Kiril aurait sauvé les 1 500 juifs de Plovdiv, qui devaient être déportés en mars 1943. Selon Yad Vashem, Kiril envoya un télégramme personnel au roi implorant sa miséricorde envers les Juifs et communiqua avec le chef de la section locale de la police, menaçant de mettre fin à sa loyauté envers la Bulgarie et d'agir comme il le souhaitait. D'autres témoignages affirment qu'il a menacé de s’allonger en travers des voies ferrées afin d'arrêter la déportation.

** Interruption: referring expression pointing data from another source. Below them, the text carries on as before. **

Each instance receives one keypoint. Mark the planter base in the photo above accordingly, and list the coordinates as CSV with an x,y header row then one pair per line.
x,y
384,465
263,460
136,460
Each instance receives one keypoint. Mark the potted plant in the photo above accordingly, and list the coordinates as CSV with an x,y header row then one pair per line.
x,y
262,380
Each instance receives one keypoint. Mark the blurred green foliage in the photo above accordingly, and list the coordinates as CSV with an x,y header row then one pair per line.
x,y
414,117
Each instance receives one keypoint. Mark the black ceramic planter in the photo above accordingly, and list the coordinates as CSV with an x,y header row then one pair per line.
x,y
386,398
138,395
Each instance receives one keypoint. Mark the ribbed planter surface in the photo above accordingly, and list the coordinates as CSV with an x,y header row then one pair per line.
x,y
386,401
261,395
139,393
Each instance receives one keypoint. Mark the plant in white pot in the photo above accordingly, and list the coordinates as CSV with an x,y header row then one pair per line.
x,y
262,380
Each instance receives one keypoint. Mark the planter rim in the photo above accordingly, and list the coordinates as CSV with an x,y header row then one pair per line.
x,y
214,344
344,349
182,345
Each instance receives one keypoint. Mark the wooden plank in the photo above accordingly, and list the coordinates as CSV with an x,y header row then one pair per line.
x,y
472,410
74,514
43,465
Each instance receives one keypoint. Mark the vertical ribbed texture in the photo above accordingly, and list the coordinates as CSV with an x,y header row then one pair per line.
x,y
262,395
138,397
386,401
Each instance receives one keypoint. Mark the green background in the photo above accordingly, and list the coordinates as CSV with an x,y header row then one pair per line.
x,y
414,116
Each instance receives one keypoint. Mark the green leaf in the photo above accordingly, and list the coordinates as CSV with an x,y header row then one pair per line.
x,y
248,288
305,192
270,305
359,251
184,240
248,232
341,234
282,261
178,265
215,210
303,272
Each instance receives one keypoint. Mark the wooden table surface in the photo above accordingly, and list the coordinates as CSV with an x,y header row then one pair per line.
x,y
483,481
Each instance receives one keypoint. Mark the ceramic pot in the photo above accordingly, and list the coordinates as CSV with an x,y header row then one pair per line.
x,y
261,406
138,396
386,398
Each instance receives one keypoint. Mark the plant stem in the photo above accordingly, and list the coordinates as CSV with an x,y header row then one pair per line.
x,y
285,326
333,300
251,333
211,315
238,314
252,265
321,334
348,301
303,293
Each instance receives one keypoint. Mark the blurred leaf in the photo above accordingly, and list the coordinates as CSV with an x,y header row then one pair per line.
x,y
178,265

En raison des actes héroïques de ces deux dirigeants éminents et de leur volonté de s'exprimer et de prendre des mesures, la déportation des Juifs de Bulgarie a été reportée encore et encore jusqu'à ce qu'elle soit finalement annulée avec la fin de la guerre », écrit Aloni dans sa lettre Au comité Nobel.

Aloni, né à Sofia, mentionne que lui et sa famille sont parmi les vivants aujourd'hui grâce à «l'héroïsme de l'Église bulgare et d'autres braves citoyens».

«La nomination de l'Église bulgare est la plus pertinente en ces temps pleins de haine, de racisme et de nettoyage ethnique moderne», a déclaré Aloni.

La pétition est parrainée par l'ancien ministre Ephraim Sneh et le professeur de droit de l'Université de Haïfa, Moshe Keshet.